Взволнованный, счастливый, что его выслушали и что все кончилось благополучно, без вмешательства полиции, он вынул из-за пазухи сложенный вчетверо отрез кумача длиною в два аршина, развернул материю и покрыл его… могильный холмик.

Потом он хотел запеть не спетую им третьего дня Конопатому песню «Замучен тяжелой неволей», и чтобы все подхватили. Но как раз в это время к ним приковылял на подагрических своих ногах старик чиновник, которому удалось наконец совладать со своими калошами. С судорожным достоинством он приподнял фуражку с темным продолговатым пятном на месте, где когда-то красовалась кокарда. Он был высокопарен и жалок, как трухлявая и облезлая дощатая арка, когда-то покрашенная «под мрамор».
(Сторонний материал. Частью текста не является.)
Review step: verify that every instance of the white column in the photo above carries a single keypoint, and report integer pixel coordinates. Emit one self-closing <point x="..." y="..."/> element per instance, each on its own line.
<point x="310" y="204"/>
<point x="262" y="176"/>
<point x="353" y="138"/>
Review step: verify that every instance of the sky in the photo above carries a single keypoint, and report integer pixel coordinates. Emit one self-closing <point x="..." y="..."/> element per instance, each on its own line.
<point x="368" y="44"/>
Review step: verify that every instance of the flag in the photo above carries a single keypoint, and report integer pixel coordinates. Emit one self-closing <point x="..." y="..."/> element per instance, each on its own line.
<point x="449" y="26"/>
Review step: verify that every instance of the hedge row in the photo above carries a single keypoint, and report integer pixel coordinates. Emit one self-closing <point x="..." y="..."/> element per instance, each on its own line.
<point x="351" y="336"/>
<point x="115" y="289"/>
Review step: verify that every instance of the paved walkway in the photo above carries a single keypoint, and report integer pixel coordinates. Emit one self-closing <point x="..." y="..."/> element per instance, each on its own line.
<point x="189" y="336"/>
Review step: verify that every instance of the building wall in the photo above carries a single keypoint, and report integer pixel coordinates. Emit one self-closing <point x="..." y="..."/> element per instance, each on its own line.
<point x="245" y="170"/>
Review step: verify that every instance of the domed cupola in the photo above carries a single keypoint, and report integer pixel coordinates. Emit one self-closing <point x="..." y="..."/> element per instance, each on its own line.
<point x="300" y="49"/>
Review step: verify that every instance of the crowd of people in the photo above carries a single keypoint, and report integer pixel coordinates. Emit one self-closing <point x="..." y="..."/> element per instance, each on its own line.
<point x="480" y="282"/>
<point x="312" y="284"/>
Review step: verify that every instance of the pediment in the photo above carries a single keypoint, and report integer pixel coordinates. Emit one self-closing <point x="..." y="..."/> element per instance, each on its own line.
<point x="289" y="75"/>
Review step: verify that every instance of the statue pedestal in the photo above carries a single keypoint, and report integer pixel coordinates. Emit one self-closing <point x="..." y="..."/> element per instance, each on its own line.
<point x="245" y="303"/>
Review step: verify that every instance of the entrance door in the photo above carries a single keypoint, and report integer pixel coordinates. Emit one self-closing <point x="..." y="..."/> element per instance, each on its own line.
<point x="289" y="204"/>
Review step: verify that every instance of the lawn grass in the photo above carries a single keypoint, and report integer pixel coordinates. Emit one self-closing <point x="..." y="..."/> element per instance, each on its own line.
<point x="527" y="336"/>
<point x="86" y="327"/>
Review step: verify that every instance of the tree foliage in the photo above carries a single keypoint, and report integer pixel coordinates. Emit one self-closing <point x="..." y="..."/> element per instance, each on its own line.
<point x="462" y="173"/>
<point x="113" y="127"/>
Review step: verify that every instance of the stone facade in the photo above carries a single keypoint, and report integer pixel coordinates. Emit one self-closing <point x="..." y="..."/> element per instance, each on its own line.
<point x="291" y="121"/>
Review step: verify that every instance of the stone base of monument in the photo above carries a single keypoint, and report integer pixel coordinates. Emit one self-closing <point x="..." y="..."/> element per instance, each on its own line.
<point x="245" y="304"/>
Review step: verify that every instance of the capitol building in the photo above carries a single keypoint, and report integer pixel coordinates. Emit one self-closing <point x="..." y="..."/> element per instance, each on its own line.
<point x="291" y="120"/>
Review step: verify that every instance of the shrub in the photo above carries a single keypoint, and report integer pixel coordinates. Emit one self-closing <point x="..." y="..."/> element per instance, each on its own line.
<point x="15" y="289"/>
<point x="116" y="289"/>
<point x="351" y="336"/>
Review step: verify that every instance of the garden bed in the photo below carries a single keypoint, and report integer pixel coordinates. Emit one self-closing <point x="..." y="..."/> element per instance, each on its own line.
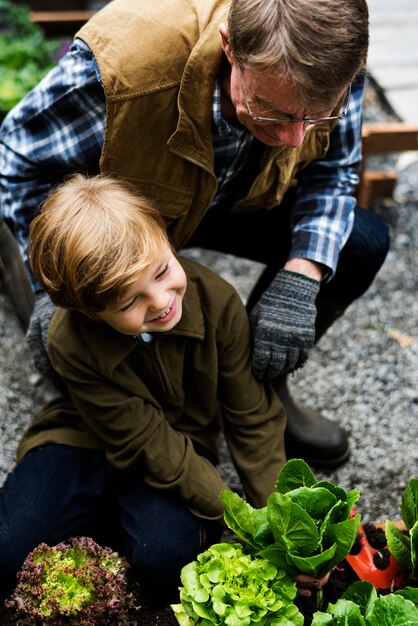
<point x="340" y="579"/>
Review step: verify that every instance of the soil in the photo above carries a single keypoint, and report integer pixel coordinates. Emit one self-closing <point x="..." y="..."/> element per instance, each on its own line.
<point x="341" y="578"/>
– Господа, – представился он, – коллежский асессор в отставке и кавалер ордена Станислава… Навещая, так сказать, прах возлюбленного и единственного своего отпрыска, павшего во славу русского оружия в последнюю турецкую кампанию, претерпел катастрофическое несчастье. Имел неосторожность потерять кошелек с семнадцатью рублями сорока двумя копейками… Пребываю по сему поводу в полнейшем отчаянии. Нуждаюсь в пятнадцати копейках, дабы приобрести билеты на конку. Три пересадки, господа!.. Проживаю в собственном доме за Сокольническим кругом-с… Премного обяжете, господа студенты!..

Связываться с ним не стоило. Собрали ему по мелочи пятнадцать копеек. Он снова приподнял фуражку, сдержанно поблагодарил, обещал завтра же деньги эти воротить и ушел, напряженно величавый, пучеглазый, с капелькой на малиновом кончике мясистого и ноздреватого носа, размеренно чавкая худыми калошами, которые снова уже успели набрать полно воды. Человек торопился в кабак…

– Расходимся в разные стороны! – тихо скомандовал Синельников. – Девушки в сторону церкви, по двум разным дорожкам, мужчины – через забор, в полосу отчуждения железной дороги… А вы, – обратился он к Антошину, – если не возражаете, давайте со мною… Потолкуем кой о чем…

– А кумач? – забеспокоился Фадейкин. – Украдут ведь, как пить дать… Вон к нему ребятенок подбирается.

Действительно, мальчик с антоновским яблоком в руке деловито пробирался между могилками, держа курс на привлекшую его внимание яркую материю.

– Ну и пусть его берет, – сказал Антошин. – Пускай привыкает к красному знамени… Конопатый был бы доволен…

С Фадейкиным они условились встретиться вечером возле фабрики. Антошин предупредил: о том, что видел на кладбище, никому ни слова, кроме Симы, конечно, Фени и Коровника. – Учи ученого! – подмигнул ему Фадейкин.

А Антошин с Синельниковым перемахнули шагах в полутораста друг от друга дощатый кладбищенский забор, спустились в полосу отчуждения, по разным сторонам железнодорожного полотна, врозь и будто бы незнакомые прошли с полверсты в сторону Покровского-Стрешнева, потом сошлись, потолковали и договорились. В день, о котором Антошин будет извещен особо, за ним придет на Большую Бронную человек и поведет на квартиру, где ему предстоит побеседовать с несколькими друзьями Синельникова. И может быть, получить кой-какую литературу для Минделевского кружка. Попутно выяснилось, что не все друзья студента знают его под этой фамилией. Подпольная кличка Синельникова «Лысый». Условились, что Антошин будет представлен друзьям Лысого под кличкой «Конопатый».